Chameleon is out. They don't do well in glass tanks.

What are the dimensions of the tank?

Do you have a screen lid for it yet?

Do you want something you can handle or a display animal?


----------



## CLUSTER ONE (Aug 2, 2006)

Ja said:


> Title says it all except I'm not interested in snakes, I was thinking of somthing along the lines of a lizard, gecko or a cameleon.


first like mettle said chems need mesh for ventilation. What are your specifications for something?

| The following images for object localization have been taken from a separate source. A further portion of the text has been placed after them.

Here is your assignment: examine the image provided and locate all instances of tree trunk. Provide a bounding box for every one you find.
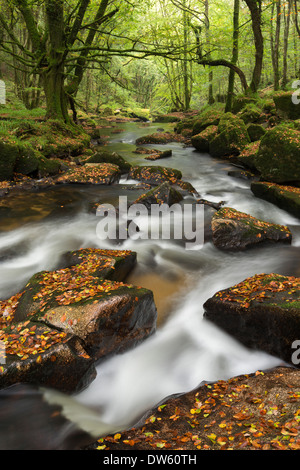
[43,0,70,123]
[205,0,214,104]
[225,0,240,112]
[244,0,264,93]
[282,0,292,88]
[271,0,281,91]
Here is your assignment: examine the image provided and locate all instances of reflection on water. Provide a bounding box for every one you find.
[0,120,299,448]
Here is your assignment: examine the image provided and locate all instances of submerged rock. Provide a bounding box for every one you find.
[203,273,300,364]
[0,249,157,393]
[211,207,292,250]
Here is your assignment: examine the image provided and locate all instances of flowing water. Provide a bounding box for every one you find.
[1,120,300,447]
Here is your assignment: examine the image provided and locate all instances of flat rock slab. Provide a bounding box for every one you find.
[88,366,300,451]
[211,207,292,250]
[203,273,300,364]
[55,163,121,185]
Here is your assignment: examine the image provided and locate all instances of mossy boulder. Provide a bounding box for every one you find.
[238,104,262,124]
[14,145,41,175]
[251,182,300,219]
[211,207,292,251]
[255,125,300,184]
[273,91,300,120]
[247,123,266,142]
[128,165,182,185]
[0,141,18,181]
[231,95,258,114]
[85,151,131,174]
[55,163,121,185]
[191,125,218,152]
[209,113,251,158]
[132,182,183,210]
[192,107,224,136]
[236,141,260,171]
[203,273,300,365]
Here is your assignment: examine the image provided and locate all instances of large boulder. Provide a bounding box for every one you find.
[251,181,300,219]
[191,125,218,152]
[192,107,224,135]
[211,207,292,250]
[132,182,183,210]
[0,249,157,393]
[273,91,300,120]
[254,126,300,184]
[209,113,251,159]
[84,151,131,174]
[203,273,300,365]
[0,141,18,181]
[236,141,260,171]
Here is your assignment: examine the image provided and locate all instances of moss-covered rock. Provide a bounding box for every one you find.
[38,156,62,178]
[255,125,300,184]
[128,165,182,185]
[0,141,18,181]
[14,144,40,175]
[236,141,260,171]
[191,125,218,152]
[251,181,300,219]
[273,91,300,120]
[55,163,121,185]
[209,113,250,158]
[85,151,131,174]
[211,207,292,251]
[238,104,262,124]
[231,95,258,114]
[192,107,224,136]
[132,182,183,210]
[247,123,266,142]
[203,273,300,365]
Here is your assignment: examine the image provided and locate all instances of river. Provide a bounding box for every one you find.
[0,120,299,448]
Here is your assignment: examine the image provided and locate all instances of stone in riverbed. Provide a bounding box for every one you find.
[251,181,300,219]
[211,207,292,251]
[203,273,300,365]
[55,163,121,185]
[0,249,157,393]
[128,165,182,186]
[0,321,95,393]
[132,182,183,210]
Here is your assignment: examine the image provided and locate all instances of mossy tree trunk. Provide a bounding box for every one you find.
[225,0,240,112]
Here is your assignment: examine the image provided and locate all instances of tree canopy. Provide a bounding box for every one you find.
[0,0,299,121]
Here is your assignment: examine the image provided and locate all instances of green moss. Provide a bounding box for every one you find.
[255,125,300,183]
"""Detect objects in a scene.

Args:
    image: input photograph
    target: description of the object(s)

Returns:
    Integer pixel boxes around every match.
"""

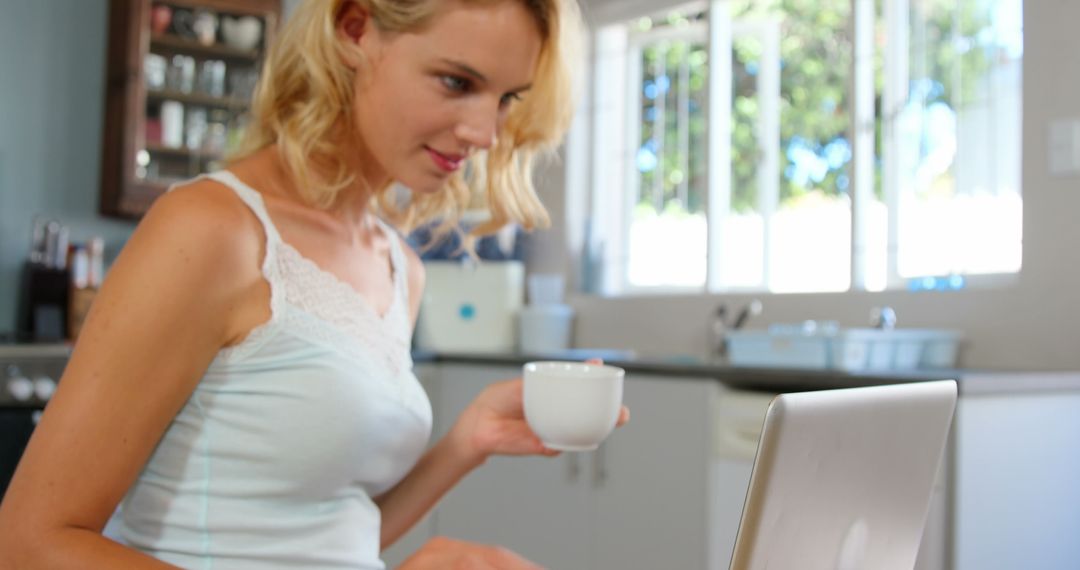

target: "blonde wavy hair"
[230,0,583,240]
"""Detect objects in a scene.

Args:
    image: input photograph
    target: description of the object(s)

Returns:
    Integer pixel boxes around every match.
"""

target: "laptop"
[729,380,957,570]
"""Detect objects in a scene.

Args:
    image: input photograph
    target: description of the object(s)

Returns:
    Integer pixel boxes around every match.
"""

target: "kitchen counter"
[413,350,1080,395]
[6,343,1073,396]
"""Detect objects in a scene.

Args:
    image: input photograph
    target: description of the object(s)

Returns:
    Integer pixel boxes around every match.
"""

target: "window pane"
[718,32,765,288]
[722,0,853,293]
[592,0,1022,296]
[626,12,709,288]
[895,0,1023,279]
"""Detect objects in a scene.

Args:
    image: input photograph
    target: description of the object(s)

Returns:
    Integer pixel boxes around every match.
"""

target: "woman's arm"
[376,378,558,550]
[374,427,487,550]
[376,246,560,548]
[0,182,267,568]
[376,246,474,548]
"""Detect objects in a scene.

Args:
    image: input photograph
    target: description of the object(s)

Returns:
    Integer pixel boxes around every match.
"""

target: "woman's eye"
[441,76,470,93]
[500,93,522,108]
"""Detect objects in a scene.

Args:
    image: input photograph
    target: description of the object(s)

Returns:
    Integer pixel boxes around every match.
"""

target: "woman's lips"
[425,147,464,173]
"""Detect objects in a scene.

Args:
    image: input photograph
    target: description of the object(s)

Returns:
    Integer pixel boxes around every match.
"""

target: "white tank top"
[116,171,433,569]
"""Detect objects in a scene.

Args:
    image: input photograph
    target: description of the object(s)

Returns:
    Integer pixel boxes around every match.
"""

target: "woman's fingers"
[402,537,544,570]
[479,379,525,417]
[584,359,629,428]
[498,422,557,456]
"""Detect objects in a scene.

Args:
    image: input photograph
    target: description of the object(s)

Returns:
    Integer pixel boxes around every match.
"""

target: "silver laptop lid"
[729,380,957,570]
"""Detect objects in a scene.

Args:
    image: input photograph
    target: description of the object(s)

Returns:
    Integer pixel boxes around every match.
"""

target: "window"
[585,0,1023,295]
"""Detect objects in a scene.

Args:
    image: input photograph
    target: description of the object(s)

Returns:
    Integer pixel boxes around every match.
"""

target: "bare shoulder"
[111,179,269,343]
[142,178,263,256]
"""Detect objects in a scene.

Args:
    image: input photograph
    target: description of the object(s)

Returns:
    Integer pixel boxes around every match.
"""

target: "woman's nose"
[454,102,499,151]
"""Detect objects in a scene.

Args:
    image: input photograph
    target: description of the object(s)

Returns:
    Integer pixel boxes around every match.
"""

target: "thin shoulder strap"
[203,170,284,247]
[202,170,287,324]
[374,217,409,300]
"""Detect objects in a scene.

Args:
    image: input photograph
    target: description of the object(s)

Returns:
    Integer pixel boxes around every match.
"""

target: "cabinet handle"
[592,442,608,487]
[567,452,581,482]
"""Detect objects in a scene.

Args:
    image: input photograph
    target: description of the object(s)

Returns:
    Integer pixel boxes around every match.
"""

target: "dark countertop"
[414,351,1080,396]
[0,343,71,359]
[4,344,1074,396]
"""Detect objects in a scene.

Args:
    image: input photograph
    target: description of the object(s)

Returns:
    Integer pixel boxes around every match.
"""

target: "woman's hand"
[399,536,543,570]
[446,360,630,466]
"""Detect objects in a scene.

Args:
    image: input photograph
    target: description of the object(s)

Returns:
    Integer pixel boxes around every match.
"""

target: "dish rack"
[727,324,962,371]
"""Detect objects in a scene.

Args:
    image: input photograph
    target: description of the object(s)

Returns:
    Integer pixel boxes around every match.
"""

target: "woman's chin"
[401,175,452,195]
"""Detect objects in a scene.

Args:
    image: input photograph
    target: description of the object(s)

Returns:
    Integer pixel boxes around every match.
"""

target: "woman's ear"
[336,1,370,68]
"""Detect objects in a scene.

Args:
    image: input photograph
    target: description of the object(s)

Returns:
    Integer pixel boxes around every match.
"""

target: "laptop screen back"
[729,380,957,570]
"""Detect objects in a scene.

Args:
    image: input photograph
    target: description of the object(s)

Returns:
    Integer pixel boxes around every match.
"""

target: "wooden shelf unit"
[99,0,281,219]
[149,33,261,62]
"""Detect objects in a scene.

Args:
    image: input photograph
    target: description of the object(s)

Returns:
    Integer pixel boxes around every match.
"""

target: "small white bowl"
[221,16,262,51]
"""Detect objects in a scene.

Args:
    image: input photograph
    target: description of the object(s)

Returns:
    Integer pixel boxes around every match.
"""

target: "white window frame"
[707,10,782,292]
[600,7,783,296]
[878,0,1021,291]
[583,0,1022,297]
[620,18,709,295]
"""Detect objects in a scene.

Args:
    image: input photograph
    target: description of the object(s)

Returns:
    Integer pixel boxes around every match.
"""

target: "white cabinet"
[592,373,718,570]
[953,388,1080,570]
[913,454,950,570]
[430,363,722,570]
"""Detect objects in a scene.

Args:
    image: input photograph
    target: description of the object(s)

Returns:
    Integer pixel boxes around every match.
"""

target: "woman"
[0,0,624,568]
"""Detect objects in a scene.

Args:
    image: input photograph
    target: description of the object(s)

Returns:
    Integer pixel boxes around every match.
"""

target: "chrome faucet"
[709,303,729,360]
[871,306,897,330]
[710,299,762,360]
[733,299,763,330]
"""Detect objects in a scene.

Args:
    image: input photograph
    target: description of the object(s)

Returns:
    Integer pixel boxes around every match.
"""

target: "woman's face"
[340,0,543,194]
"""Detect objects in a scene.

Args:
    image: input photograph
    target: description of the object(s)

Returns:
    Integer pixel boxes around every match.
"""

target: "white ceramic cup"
[523,361,624,451]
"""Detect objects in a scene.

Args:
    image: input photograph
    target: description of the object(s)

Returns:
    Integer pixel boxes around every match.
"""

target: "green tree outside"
[634,0,997,215]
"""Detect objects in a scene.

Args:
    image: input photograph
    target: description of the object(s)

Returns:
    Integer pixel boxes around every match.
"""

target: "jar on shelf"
[185,106,208,150]
[166,54,196,93]
[197,59,227,97]
[204,109,229,154]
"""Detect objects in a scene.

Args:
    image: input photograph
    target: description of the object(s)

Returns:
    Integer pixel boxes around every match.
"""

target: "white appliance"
[414,261,524,354]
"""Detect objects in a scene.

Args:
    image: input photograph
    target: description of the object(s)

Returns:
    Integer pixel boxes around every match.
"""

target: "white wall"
[528,0,1080,370]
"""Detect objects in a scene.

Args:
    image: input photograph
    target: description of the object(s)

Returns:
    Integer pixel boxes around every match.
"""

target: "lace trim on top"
[273,237,412,377]
[202,171,412,376]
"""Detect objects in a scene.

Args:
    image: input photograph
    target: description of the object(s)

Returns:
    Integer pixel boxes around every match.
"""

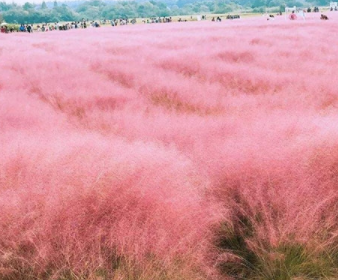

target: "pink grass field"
[1,12,338,279]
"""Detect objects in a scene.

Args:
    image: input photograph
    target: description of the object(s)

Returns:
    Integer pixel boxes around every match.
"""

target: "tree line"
[0,0,331,24]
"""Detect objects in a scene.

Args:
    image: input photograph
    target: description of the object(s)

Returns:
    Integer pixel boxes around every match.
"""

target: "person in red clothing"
[1,26,6,33]
[289,11,297,20]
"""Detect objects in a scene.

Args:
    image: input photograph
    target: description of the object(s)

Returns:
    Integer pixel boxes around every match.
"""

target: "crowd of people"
[287,8,331,20]
[211,16,223,21]
[0,25,15,33]
[0,8,335,34]
[142,17,173,23]
[0,17,185,33]
[225,15,241,19]
[0,20,103,33]
[25,20,101,32]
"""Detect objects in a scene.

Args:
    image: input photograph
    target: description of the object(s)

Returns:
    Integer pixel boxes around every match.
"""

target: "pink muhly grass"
[1,13,338,278]
[0,134,218,278]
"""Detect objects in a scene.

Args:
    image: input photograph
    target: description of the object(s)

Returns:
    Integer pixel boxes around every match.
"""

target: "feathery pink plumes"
[1,13,338,278]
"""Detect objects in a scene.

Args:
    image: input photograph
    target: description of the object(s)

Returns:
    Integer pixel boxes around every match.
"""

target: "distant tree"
[176,0,193,8]
[316,0,329,5]
[3,9,26,23]
[286,0,303,6]
[213,0,233,13]
[251,0,266,8]
[41,1,47,9]
[136,4,147,17]
[54,4,79,21]
[0,2,11,11]
[200,4,210,13]
[280,4,285,12]
[54,0,58,8]
[23,2,34,10]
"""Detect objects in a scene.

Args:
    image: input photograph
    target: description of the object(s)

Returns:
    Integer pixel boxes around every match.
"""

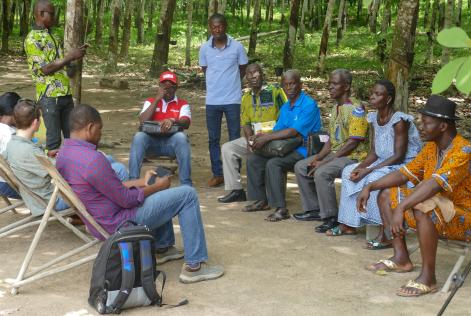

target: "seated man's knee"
[412,208,428,221]
[313,167,331,183]
[294,160,305,175]
[173,131,188,144]
[132,131,149,146]
[377,188,391,205]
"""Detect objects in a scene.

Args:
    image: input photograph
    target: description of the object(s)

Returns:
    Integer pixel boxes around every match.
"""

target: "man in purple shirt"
[56,104,224,284]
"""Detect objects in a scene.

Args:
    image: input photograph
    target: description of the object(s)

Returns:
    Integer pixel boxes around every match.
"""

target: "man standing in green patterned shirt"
[218,63,287,203]
[24,0,87,152]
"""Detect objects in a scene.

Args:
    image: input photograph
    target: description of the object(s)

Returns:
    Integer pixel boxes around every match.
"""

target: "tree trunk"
[426,0,439,63]
[1,0,10,52]
[95,0,104,46]
[280,0,285,25]
[336,0,347,45]
[185,0,193,66]
[8,0,16,34]
[248,0,261,56]
[19,0,30,37]
[369,0,381,33]
[120,0,133,58]
[218,0,226,14]
[356,0,362,22]
[64,0,85,103]
[209,0,218,17]
[135,0,145,44]
[455,0,462,26]
[246,0,251,21]
[387,0,419,113]
[380,0,391,33]
[149,0,177,76]
[317,0,335,72]
[106,0,120,72]
[441,0,454,65]
[282,0,301,69]
[438,1,445,30]
[147,0,155,33]
[423,0,430,28]
[268,0,274,24]
[299,0,308,42]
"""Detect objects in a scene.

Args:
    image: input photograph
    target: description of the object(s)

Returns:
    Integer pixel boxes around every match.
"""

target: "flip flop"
[365,259,414,273]
[364,239,393,250]
[396,280,438,297]
[265,210,290,222]
[325,225,357,236]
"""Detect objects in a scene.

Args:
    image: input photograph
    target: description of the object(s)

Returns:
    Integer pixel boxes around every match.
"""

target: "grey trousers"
[247,150,304,208]
[221,137,249,191]
[294,153,356,219]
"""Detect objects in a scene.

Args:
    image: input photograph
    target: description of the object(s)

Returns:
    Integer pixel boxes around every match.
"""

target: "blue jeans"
[0,181,21,199]
[55,156,129,211]
[128,131,192,186]
[134,186,208,265]
[206,104,241,177]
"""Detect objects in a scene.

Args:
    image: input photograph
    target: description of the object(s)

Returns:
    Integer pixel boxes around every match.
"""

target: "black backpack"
[88,221,165,314]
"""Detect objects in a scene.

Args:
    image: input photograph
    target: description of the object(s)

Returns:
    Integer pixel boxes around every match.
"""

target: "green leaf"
[437,27,471,48]
[432,57,468,94]
[455,56,471,95]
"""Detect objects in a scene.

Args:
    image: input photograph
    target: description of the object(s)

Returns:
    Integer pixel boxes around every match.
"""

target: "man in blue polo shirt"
[244,70,322,221]
[199,13,249,187]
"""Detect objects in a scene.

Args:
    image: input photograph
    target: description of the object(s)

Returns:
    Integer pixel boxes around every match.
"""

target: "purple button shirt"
[56,139,144,239]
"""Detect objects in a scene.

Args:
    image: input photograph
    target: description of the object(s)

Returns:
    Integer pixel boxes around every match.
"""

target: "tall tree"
[282,0,301,69]
[106,0,121,72]
[64,0,85,103]
[369,0,381,33]
[455,0,462,26]
[380,0,391,33]
[147,0,155,33]
[317,0,336,72]
[424,0,431,28]
[209,0,218,17]
[120,0,133,58]
[280,0,286,25]
[441,0,454,64]
[149,0,177,76]
[336,0,347,45]
[426,0,439,63]
[136,0,145,44]
[387,0,420,113]
[246,0,251,21]
[1,0,10,52]
[95,0,104,46]
[299,0,308,42]
[218,0,227,13]
[357,0,363,22]
[19,0,31,37]
[248,0,261,56]
[185,0,193,66]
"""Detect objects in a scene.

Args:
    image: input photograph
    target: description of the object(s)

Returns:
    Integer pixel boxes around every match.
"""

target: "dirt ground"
[0,58,470,316]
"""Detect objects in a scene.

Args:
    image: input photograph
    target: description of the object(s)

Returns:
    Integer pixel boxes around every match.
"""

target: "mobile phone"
[147,166,173,185]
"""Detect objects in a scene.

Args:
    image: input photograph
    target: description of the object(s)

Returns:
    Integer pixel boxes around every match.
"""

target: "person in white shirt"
[0,92,21,199]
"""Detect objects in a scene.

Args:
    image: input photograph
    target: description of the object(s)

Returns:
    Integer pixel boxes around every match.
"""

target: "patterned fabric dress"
[392,134,471,241]
[338,111,422,227]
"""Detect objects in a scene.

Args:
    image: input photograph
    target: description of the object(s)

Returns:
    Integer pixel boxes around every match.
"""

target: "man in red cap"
[129,71,192,186]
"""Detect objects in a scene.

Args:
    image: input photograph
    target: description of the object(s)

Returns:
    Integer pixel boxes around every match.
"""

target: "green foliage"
[432,27,471,95]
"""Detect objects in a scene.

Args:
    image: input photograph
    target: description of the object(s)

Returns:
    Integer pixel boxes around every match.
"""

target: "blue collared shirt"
[199,36,249,105]
[273,91,322,157]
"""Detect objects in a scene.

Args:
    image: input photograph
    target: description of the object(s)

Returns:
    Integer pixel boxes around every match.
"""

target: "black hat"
[418,95,460,121]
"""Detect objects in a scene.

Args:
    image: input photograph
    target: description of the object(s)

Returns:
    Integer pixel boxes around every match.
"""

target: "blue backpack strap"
[109,241,136,313]
[139,240,164,306]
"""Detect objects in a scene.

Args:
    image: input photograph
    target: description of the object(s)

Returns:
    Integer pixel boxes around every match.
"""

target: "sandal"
[242,200,270,212]
[396,280,437,297]
[365,259,414,273]
[265,208,290,222]
[364,239,393,250]
[325,225,357,236]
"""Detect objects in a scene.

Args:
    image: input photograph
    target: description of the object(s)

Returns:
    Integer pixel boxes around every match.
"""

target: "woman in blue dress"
[326,80,422,248]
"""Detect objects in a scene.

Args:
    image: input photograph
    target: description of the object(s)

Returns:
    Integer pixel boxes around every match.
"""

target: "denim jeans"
[0,181,21,199]
[206,104,241,177]
[39,95,74,150]
[128,131,192,186]
[55,156,129,211]
[134,186,208,265]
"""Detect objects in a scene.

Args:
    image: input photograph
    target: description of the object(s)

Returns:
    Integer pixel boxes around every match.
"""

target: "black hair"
[208,13,227,26]
[375,79,396,106]
[69,104,102,132]
[0,92,21,116]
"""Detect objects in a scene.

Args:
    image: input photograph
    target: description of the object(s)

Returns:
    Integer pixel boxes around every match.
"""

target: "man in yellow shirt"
[218,63,286,203]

i would go with a group of geckos or something like that. A dart frog vivarium would be sweet too, but may cost a bit more and take more time to make, but i nice one would be worth it.

Like arborial...
Frogs or anything other then reptiles?
Solo display or community?
dispay or handleable?
Agression?
Any problems with feeding insects?


----------



## sapir (Jun 20, 2008)

if youre willing to spend some cash, Nephrurus amyae a.k.a. rough knob tailed gecko ftw!!!


----------



## Scooby (Dec 25, 2003)

I've always thought Pacman frogs were gnarly! Give them a google


----------



## CLUSTER ONE (Aug 2, 2006)

Scooby said:


> I've always thought Pacman frogs were gnarly! Give them a google


They are cool, but very unactive and lazy. They will sit in once spot pretty much all day unless lunging at food. They dont need that large of a tank, but you could divide it for one. If you arnt afraid of spiders get lasiodora parahybana. They get to a nice 10" and grow pretty fast. Probably dont need that large of a tank, but it would be cool. They also sit in the open alot.


----------



## Ja'eh (Jan 8, 2007)

Scooby said:


> I've always thought Pacman frogs were gnarly! Give them a google


I will thanks. I wasn't really thinking about frogs but I know there's some pretty cool looking and interesting ones out there.


----------



## CLUSTER ONE (Aug 2, 2006)

pac man frogs are eating machines, but they rarly move. Dart frogs have wicked color and you could keep a bunch, but they arnt to cheap unless you can get some tad poles or find a breeder


----------